I completed my diploma despite my misgivings again to ensure I got the piece of paper which enabled me to continue doing the job I loved. It also provided me with a vocational qualification rather than a purely academic one so I could meet the criteria for more jobs in the future.

I again decided to get a vocational qualification in my current role as I wanted to ensure my qualifications would continue to enable me to get the jobs I wanted in future. I felt the universally recognised youth work diploma would legitimise my vocational qualifications as not many people recognised the value of the Connexions Diploma.

The Youth Work Diploma was easy to pass again as it was based on practice. However, I didn’t feel as if I learnt anything. I felt as though I was more of an expert than the attempts that were made to teach me anything to improve my job.

Although I am lucky and this has been successful. I have a job I love and have loved all the jobs I have had in my career and all my jobs have helped people in varying ways to better themselves. I feel there has been a short fall in the system that has meant my learning journey has been very narrow and hemmed in.

I have been challenged as I have taken on a practice teacher role in my job. Each year I take on social work students and have the responsibility for their learning both in practice and to support them to be able to write this down in an academic format. I have tried to bring to them what I feel is the most important part of practice which is enabling the young people to participate and learn from them. I have seen students come to the young carers service and thinking that’s a nice idea. As they have begun to learn from the young carers as they have been involved in participation events I have seen their views transform. From them seeing it as a nice idea they have then realised it is central to ensuring your practice is centred on the service users needs. They see how empowering it is and the confidence and skills it builds up in the children and young people. I feel the teaching has been shared by me and the young carers themselves. My role is to help them see the significance of a participative method and the young carers show them what it can achieve.

I have shied away from a social work qualification and although I enjoy practice teaching I feel the academic learning remains locked to the system of feeding information to the students and not fully engaging them in their learning.
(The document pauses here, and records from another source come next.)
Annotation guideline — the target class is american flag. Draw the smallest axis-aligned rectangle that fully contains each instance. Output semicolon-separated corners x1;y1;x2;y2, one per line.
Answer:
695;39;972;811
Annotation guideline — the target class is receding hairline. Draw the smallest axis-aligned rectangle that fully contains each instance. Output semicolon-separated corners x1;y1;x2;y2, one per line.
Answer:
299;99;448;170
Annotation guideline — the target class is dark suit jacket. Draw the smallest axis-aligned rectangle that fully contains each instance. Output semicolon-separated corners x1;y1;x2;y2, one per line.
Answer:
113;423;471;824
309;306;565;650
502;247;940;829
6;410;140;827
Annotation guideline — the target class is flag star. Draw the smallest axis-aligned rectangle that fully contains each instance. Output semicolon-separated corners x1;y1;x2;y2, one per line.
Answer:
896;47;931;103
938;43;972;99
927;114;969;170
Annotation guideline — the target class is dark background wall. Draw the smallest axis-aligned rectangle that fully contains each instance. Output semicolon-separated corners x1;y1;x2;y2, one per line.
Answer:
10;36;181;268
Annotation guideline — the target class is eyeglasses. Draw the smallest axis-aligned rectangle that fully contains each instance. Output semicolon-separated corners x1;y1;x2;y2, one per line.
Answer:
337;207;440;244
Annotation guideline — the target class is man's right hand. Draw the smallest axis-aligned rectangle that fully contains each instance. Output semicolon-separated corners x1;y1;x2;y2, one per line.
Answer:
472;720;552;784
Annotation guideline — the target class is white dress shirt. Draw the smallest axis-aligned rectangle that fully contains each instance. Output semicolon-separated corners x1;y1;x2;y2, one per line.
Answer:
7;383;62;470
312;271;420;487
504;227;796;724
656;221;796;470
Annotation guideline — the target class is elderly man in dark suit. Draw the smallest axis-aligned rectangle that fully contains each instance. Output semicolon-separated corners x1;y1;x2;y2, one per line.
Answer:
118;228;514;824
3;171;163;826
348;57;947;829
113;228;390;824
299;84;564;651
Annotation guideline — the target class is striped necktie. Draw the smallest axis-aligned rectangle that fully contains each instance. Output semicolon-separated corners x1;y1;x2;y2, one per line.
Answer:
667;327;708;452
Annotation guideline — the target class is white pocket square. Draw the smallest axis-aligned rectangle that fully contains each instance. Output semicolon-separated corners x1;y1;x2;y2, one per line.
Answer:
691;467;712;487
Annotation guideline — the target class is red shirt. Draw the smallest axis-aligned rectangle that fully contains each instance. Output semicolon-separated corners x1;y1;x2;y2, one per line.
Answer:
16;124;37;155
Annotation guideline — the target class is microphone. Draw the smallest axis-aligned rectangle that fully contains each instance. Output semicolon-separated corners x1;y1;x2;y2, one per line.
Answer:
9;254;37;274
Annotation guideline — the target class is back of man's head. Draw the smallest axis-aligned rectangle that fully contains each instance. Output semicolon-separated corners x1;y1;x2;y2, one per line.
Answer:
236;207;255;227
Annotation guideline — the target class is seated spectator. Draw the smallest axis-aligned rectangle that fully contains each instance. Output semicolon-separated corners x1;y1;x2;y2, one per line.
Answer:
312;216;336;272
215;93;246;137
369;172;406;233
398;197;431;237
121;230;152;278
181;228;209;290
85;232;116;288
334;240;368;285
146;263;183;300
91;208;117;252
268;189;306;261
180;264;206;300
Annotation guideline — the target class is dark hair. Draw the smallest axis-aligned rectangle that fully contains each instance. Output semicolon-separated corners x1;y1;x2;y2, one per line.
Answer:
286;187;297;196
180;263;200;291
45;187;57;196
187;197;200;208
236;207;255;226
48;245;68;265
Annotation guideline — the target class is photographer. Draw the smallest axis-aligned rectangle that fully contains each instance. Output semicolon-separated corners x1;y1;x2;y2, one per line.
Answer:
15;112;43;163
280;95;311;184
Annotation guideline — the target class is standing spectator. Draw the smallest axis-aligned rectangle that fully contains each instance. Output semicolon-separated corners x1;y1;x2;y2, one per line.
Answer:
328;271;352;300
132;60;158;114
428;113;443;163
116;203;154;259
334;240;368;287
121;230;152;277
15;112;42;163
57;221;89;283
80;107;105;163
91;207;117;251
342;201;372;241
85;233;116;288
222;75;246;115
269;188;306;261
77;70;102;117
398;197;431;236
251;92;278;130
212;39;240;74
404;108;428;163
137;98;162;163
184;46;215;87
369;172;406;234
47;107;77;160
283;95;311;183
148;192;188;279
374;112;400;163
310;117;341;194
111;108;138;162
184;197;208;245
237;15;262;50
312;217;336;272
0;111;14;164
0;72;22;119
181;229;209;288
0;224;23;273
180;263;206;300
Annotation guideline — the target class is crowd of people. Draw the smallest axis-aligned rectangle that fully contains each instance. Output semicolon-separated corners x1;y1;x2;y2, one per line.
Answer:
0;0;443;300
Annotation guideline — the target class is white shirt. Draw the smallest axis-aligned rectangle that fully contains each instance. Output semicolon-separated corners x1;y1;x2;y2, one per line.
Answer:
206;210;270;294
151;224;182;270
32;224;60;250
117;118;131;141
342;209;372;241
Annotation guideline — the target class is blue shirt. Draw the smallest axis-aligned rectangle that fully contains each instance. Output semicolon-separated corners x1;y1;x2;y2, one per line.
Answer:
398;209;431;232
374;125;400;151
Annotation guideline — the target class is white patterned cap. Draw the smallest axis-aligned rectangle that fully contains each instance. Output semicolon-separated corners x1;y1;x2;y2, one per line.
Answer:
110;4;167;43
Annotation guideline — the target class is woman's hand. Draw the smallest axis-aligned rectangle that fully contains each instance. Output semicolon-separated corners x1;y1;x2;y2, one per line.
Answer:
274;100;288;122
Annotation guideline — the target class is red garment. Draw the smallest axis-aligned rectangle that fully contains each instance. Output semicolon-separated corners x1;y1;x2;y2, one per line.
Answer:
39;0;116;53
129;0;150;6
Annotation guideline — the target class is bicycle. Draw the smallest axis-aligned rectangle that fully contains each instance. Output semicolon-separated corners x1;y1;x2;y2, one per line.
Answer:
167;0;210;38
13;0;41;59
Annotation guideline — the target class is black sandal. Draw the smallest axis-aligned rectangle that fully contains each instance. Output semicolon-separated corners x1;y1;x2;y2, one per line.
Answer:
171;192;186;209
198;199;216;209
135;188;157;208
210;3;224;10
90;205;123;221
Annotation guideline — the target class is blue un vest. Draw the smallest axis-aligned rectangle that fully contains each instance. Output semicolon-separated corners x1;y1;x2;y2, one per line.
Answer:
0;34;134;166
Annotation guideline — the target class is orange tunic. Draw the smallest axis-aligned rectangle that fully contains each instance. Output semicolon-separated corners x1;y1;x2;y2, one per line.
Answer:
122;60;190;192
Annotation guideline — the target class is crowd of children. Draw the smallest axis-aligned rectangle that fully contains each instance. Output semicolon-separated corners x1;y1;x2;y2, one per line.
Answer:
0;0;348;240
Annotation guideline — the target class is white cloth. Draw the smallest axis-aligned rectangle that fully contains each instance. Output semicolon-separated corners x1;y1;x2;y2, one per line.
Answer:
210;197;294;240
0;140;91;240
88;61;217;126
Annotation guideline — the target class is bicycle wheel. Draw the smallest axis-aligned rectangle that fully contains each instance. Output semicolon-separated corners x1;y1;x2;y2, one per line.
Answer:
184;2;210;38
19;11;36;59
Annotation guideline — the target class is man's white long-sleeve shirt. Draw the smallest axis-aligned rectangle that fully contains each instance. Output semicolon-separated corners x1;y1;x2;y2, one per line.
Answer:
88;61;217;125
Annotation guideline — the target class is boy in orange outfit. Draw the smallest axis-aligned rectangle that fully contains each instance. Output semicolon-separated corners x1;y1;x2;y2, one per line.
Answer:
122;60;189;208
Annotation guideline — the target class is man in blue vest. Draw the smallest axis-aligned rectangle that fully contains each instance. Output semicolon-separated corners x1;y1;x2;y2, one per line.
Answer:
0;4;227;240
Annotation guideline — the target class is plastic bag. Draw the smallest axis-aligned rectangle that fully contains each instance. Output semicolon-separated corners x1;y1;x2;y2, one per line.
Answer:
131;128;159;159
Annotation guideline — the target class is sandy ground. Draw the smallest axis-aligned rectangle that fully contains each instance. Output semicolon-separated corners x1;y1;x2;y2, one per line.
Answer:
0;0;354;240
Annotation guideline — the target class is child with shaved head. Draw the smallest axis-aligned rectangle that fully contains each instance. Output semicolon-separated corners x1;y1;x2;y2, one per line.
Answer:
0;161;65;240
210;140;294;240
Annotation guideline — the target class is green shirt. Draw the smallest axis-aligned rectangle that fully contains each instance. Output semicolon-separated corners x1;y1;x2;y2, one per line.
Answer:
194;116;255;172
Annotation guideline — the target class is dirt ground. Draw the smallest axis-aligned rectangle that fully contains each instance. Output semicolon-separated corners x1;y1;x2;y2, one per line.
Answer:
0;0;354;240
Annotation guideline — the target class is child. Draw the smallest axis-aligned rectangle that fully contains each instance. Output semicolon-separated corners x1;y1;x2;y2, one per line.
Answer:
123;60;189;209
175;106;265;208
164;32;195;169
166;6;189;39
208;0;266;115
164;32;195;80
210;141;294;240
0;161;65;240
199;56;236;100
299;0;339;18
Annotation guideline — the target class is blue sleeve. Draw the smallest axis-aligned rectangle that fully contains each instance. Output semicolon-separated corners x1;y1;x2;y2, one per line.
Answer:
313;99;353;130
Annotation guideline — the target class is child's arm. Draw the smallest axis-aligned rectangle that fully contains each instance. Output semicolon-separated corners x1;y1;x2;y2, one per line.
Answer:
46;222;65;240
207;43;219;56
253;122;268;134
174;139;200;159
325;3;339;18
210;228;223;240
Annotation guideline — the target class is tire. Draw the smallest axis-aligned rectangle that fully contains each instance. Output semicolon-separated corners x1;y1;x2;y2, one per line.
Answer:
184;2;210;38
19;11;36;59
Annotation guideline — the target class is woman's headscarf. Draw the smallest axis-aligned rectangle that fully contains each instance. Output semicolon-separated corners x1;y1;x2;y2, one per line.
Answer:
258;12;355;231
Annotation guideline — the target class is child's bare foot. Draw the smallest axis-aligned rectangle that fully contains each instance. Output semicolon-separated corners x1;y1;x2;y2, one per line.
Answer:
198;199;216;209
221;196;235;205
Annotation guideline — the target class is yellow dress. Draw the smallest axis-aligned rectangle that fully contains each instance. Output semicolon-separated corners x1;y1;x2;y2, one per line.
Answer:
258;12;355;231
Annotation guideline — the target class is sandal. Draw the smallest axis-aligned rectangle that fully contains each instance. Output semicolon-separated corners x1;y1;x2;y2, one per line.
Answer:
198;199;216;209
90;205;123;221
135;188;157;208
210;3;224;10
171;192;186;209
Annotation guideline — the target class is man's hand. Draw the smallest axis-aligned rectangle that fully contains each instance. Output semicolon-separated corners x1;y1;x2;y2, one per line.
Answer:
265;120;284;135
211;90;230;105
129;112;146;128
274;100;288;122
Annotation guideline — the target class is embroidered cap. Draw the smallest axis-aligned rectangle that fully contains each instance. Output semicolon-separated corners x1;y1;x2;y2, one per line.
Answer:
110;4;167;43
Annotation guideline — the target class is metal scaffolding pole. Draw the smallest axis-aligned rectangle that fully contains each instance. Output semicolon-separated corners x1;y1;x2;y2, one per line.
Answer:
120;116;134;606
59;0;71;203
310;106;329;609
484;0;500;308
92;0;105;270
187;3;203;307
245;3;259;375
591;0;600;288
I like the times they are given in practice as I feel this is where they can make some true to life learning.

It is only now in hearing about the Living Learning Theory I have heard of a way of learning that actually excites and interests me. It encompasses what I have tried to do through my diaries, drawings books and own self motivated learning which is to find what interests me and use an action research model of learning. I have realised that I have not found the forum to share my learning until now and it has remained in private writings or conversations. It is an exciting prospect to be looking at a way of sharing these now.

It has also challenged me that as a Young Carers Manager I am able to help young carers with their informal learning which as I have expressed has often been my most exciting learning. I feel moved to look for ways to support them to explore their learning through the young carers service, to be able to record this and share it. I want to ensure that I don’t do them the mis service I feel I have experienced up until this point with what I have learnt both personally and educationally.